VARMD-style decoding is the paper’s distinguishing feature: it converts reactive trajectories into human-auditable reaction lists, which is valuable for building mechanism diagrams for polymer pyrolysis even when absolute rates remain scale-sensitive.
Relevance to group¶
Polymer pyrolysis benchmark using ReaxFF + VARMD-style analysis—complements hydrocarbon combustion and pyrolysis papers in the broader ReaxFF corpus.

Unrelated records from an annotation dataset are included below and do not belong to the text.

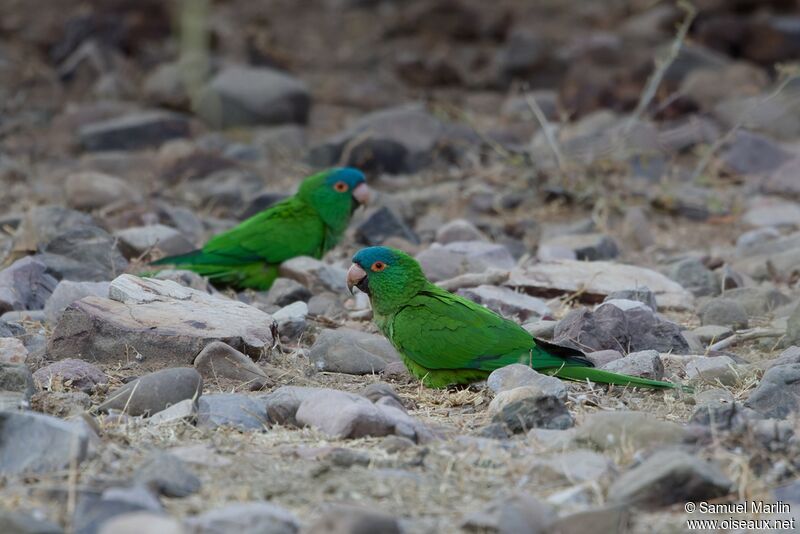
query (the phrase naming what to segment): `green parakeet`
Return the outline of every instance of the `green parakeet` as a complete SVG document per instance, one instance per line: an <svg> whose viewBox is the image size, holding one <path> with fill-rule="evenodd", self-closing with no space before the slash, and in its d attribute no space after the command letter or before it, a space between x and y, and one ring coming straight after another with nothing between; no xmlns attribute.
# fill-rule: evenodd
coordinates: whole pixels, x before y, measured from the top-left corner
<svg viewBox="0 0 800 534"><path fill-rule="evenodd" d="M202 249L152 265L175 265L213 283L266 290L281 262L321 258L336 245L359 204L369 199L364 174L350 167L309 176L292 197L211 238Z"/></svg>
<svg viewBox="0 0 800 534"><path fill-rule="evenodd" d="M347 272L347 286L369 295L378 328L400 352L411 374L428 387L483 380L512 363L571 380L678 387L595 369L578 350L534 340L515 322L432 284L419 263L399 250L361 249Z"/></svg>

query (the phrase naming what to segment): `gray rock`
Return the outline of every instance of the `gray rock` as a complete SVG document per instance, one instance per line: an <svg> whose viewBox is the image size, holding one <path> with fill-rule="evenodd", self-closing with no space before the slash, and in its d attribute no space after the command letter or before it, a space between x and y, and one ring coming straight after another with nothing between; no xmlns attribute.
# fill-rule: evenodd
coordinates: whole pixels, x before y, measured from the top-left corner
<svg viewBox="0 0 800 534"><path fill-rule="evenodd" d="M422 106L400 106L365 115L313 147L309 158L314 166L328 167L339 162L348 147L346 165L377 173L411 173L432 163L445 134L445 125Z"/></svg>
<svg viewBox="0 0 800 534"><path fill-rule="evenodd" d="M774 171L790 159L790 153L768 137L740 129L719 158L728 172L750 176Z"/></svg>
<svg viewBox="0 0 800 534"><path fill-rule="evenodd" d="M604 234L572 234L544 241L542 247L571 250L575 259L584 261L610 260L619 256L616 241Z"/></svg>
<svg viewBox="0 0 800 534"><path fill-rule="evenodd" d="M22 393L27 400L35 389L33 375L24 363L0 362L0 391Z"/></svg>
<svg viewBox="0 0 800 534"><path fill-rule="evenodd" d="M467 532L544 534L556 517L549 505L530 494L513 493L467 514L461 528Z"/></svg>
<svg viewBox="0 0 800 534"><path fill-rule="evenodd" d="M567 387L561 380L538 373L521 363L506 365L492 371L486 383L489 389L495 393L521 386L537 386L540 389L553 392L562 400L565 400L567 396Z"/></svg>
<svg viewBox="0 0 800 534"><path fill-rule="evenodd" d="M180 458L158 452L136 469L134 481L165 497L188 497L200 491L201 482Z"/></svg>
<svg viewBox="0 0 800 534"><path fill-rule="evenodd" d="M108 383L108 376L94 365L83 360L67 358L53 362L33 373L34 381L42 389L57 389L55 384L69 385L91 393L99 384Z"/></svg>
<svg viewBox="0 0 800 534"><path fill-rule="evenodd" d="M197 404L197 425L206 428L231 426L240 430L264 430L264 404L239 393L203 395Z"/></svg>
<svg viewBox="0 0 800 534"><path fill-rule="evenodd" d="M735 300L718 297L700 308L700 321L704 325L730 326L734 329L747 328L747 312Z"/></svg>
<svg viewBox="0 0 800 534"><path fill-rule="evenodd" d="M311 94L283 72L233 66L202 90L198 114L214 128L308 122Z"/></svg>
<svg viewBox="0 0 800 534"><path fill-rule="evenodd" d="M604 261L558 260L526 264L511 270L506 286L533 296L552 298L579 293L583 302L596 303L631 285L648 287L665 309L694 310L694 297L661 273Z"/></svg>
<svg viewBox="0 0 800 534"><path fill-rule="evenodd" d="M664 378L664 364L655 350L631 352L624 358L606 363L602 369L629 376L661 380Z"/></svg>
<svg viewBox="0 0 800 534"><path fill-rule="evenodd" d="M78 497L73 528L76 534L95 534L101 528L107 532L108 525L113 526L116 518L136 512L163 515L164 509L158 497L141 485L112 486L102 493L85 492Z"/></svg>
<svg viewBox="0 0 800 534"><path fill-rule="evenodd" d="M483 304L505 317L518 317L521 321L551 317L552 312L545 302L513 289L501 286L482 285L459 289L458 294L473 302Z"/></svg>
<svg viewBox="0 0 800 534"><path fill-rule="evenodd" d="M414 230L386 206L373 211L356 227L356 239L368 246L382 245L390 237L399 237L409 243L419 244L419 237Z"/></svg>
<svg viewBox="0 0 800 534"><path fill-rule="evenodd" d="M320 332L309 359L319 371L360 375L379 373L400 355L383 336L339 328Z"/></svg>
<svg viewBox="0 0 800 534"><path fill-rule="evenodd" d="M733 335L733 329L728 326L709 324L695 328L692 330L692 334L697 336L697 339L700 340L703 346L706 346L731 337Z"/></svg>
<svg viewBox="0 0 800 534"><path fill-rule="evenodd" d="M791 302L777 289L763 287L737 287L725 291L724 297L738 302L750 317L771 313Z"/></svg>
<svg viewBox="0 0 800 534"><path fill-rule="evenodd" d="M237 502L185 520L193 534L295 534L300 526L290 512L268 502Z"/></svg>
<svg viewBox="0 0 800 534"><path fill-rule="evenodd" d="M53 290L53 294L50 295L50 298L47 299L47 303L44 305L44 313L47 317L47 322L55 324L67 306L83 297L108 296L109 285L108 282L60 281L55 290Z"/></svg>
<svg viewBox="0 0 800 534"><path fill-rule="evenodd" d="M514 266L514 258L505 246L485 241L434 245L417 254L417 261L432 282L464 273L482 273L491 267L508 270Z"/></svg>
<svg viewBox="0 0 800 534"><path fill-rule="evenodd" d="M745 406L776 419L786 419L800 409L800 363L776 365L761 378Z"/></svg>
<svg viewBox="0 0 800 534"><path fill-rule="evenodd" d="M697 258L687 258L674 264L669 277L696 297L719 295L720 287L714 273Z"/></svg>
<svg viewBox="0 0 800 534"><path fill-rule="evenodd" d="M249 384L250 389L262 389L269 382L264 370L249 356L221 341L206 345L195 358L194 367L206 383L227 378Z"/></svg>
<svg viewBox="0 0 800 534"><path fill-rule="evenodd" d="M635 300L647 305L653 311L658 311L658 304L656 303L656 296L647 287L636 287L634 289L623 289L621 291L613 291L603 300Z"/></svg>
<svg viewBox="0 0 800 534"><path fill-rule="evenodd" d="M740 377L736 362L729 356L698 356L686 364L686 378L705 384L736 384Z"/></svg>
<svg viewBox="0 0 800 534"><path fill-rule="evenodd" d="M333 438L360 438L398 434L414 441L429 438L429 432L395 406L331 389L321 389L304 398L296 413L302 426L311 426Z"/></svg>
<svg viewBox="0 0 800 534"><path fill-rule="evenodd" d="M78 130L85 150L138 150L189 136L189 121L166 111L139 111Z"/></svg>
<svg viewBox="0 0 800 534"><path fill-rule="evenodd" d="M15 337L0 337L0 363L25 363L28 349Z"/></svg>
<svg viewBox="0 0 800 534"><path fill-rule="evenodd" d="M603 367L607 363L613 362L623 358L621 352L618 350L597 350L594 352L587 352L586 358L594 363L595 367Z"/></svg>
<svg viewBox="0 0 800 534"><path fill-rule="evenodd" d="M114 232L119 247L126 258L136 258L145 252L158 249L166 256L185 254L195 246L182 233L163 224L133 226Z"/></svg>
<svg viewBox="0 0 800 534"><path fill-rule="evenodd" d="M89 450L87 427L49 415L0 412L0 473L43 473L82 462Z"/></svg>
<svg viewBox="0 0 800 534"><path fill-rule="evenodd" d="M347 291L347 272L341 267L329 265L308 256L286 260L280 266L280 275L300 282L310 290L327 289L334 293Z"/></svg>
<svg viewBox="0 0 800 534"><path fill-rule="evenodd" d="M81 210L102 208L117 202L137 202L141 195L127 182L101 172L78 172L64 182L67 204Z"/></svg>
<svg viewBox="0 0 800 534"><path fill-rule="evenodd" d="M184 399L151 415L147 422L151 425L169 425L177 422L192 422L197 417L195 399Z"/></svg>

Citations and evidence anchors¶
- DOI 10.1016/j.polymdegradstab.2014.03.022; Polym. Degrad. Stab. 104 (2014) 62–70.
- Corpus PDF:
papers/ReaxFF_others/Study of high density polyethylene (HDPE) pyrolysis with reactive molecular dynamics.pdf. - Excerpt alignment:
normalized/extracts/2019kowalik-venue-bez-tytu_p1-2.txt.
Reader notes (extended)¶
If you need a bibliography export, prefer doi + Polym. Degrad. Stab. metadata above rather than the filename stem, which reflects historical ingest naming rather than authorship.